I've never been to France. I've never been anywhere outside the U.S. except to Mexico, and that was just over the border. Like lots of other people, various obligations keep me tied down to where I can't travel much. But I dream about it, and I do the next best thing. I study about other countries. That all started when I started taking graduate courses in foreign governments - Latin America, Europe, Russia, and even China. And I got fascinated with geography somewhere along the way. These days, I do a lot of traveling through Google Earth, and my number one destination is France. I've been interested in France for a long time, and if I were a younger, less encumbered man . . . I'd be there in short order.
I wouldn't go to France for reasons most people go. I don't want to be part of a tour group, don't want to sample wines, eat French cooking, or anything like that. Id be more interested in seeing the countryside, meeting the people, and checking out the historical things. But I'd be that way about any country. I've always been interested in New Zealand, Norway, Austria, Morocco, Italy, and Spain. I'd go there for the same reasons - to take a close look at they way they live. We've got the mistaken idea in this country that we're the best at everything. The French, for instance, are better than we are at health care. They're better at taking care of their environment, and they're better at education. I could go on and on about stuff like that, and you could make some comparisons where we do things better than they do.

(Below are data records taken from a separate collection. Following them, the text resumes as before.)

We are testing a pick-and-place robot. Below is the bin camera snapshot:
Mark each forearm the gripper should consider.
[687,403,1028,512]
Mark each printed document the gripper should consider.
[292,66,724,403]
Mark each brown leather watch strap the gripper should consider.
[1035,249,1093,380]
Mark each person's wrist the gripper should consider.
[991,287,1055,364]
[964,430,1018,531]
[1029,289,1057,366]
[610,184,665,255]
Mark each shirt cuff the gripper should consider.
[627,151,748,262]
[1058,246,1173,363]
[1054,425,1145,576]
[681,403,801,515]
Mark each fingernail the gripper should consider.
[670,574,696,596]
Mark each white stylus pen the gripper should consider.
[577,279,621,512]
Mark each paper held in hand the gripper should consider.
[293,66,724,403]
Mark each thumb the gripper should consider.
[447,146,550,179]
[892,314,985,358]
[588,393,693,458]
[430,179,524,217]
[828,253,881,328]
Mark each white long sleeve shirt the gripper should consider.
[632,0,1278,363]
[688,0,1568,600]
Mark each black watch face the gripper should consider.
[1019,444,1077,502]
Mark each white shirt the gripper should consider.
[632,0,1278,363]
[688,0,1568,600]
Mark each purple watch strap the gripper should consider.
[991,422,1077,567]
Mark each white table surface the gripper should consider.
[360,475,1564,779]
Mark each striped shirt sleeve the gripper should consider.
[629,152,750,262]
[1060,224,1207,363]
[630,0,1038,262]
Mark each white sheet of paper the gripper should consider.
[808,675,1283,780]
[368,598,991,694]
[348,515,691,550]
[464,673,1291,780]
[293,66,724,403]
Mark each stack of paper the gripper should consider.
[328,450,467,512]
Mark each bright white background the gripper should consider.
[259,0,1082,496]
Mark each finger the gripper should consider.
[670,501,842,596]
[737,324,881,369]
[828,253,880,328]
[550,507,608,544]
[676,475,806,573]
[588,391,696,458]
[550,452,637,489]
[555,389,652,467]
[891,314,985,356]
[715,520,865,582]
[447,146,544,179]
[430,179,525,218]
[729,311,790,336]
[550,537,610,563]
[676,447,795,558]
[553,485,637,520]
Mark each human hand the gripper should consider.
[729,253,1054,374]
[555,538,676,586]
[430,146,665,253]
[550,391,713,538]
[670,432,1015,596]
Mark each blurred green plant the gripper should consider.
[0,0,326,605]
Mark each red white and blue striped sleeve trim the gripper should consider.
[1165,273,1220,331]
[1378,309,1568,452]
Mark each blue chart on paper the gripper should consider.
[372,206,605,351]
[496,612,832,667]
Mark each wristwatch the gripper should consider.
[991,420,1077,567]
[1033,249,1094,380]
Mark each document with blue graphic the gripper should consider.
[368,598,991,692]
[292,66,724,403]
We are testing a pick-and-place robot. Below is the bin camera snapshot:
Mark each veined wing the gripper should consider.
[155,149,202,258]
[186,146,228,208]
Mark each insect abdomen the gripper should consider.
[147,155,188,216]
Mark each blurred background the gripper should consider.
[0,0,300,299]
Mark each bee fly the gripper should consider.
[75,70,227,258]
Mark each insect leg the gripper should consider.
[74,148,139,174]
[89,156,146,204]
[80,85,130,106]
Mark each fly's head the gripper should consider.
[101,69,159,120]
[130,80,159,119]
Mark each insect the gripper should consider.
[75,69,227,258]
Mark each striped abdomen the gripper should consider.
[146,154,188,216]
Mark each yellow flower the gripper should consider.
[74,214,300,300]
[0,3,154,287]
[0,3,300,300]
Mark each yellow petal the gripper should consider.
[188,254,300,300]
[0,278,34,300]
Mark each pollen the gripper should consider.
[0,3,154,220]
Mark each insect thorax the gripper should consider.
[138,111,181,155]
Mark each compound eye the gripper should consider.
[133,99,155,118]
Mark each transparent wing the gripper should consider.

What I like most about the French is that they aren't American ass-kissers. We like people who kiss our asses, suck up to us, act like we hung the moon . . . and they don't do that. Lots of Americans don't like the French for that reason. They don't always support our military interventions abroad, and that pisses us off. We had an organized effort going on a while back, supported mostly by right wingers, to boycott French products. But when it started becoming apparent to American consumers as to what they'd have to give up, that boycott failed. Like any other American, I don't like to be looked down on, but I do admire the foreigners who don't kiss our asses. I liked Hugo Chavez for that reason. If my American pride was so fragile that criticism from someone like Chavez got me all in a twit, I'd be less a man . . . and less an American.
Some of my best friends don't agree with me most of the time, and that's fine with me. They've got their thing going, and so do I. I like the French, and if they don't, that's their problem and not mine. Maybe if I experienced living in France for a while, I'd change my mind . . . but I don't think so. I seldom wish I was a young man again, but on occasions I think of what I could've done and didn't. I should've gone to France a long time ago, but I didn't, and that's my bad. What I did do, however, was stop thinking that we here in America are tops at everything, and I didn't have to go to France to learn that.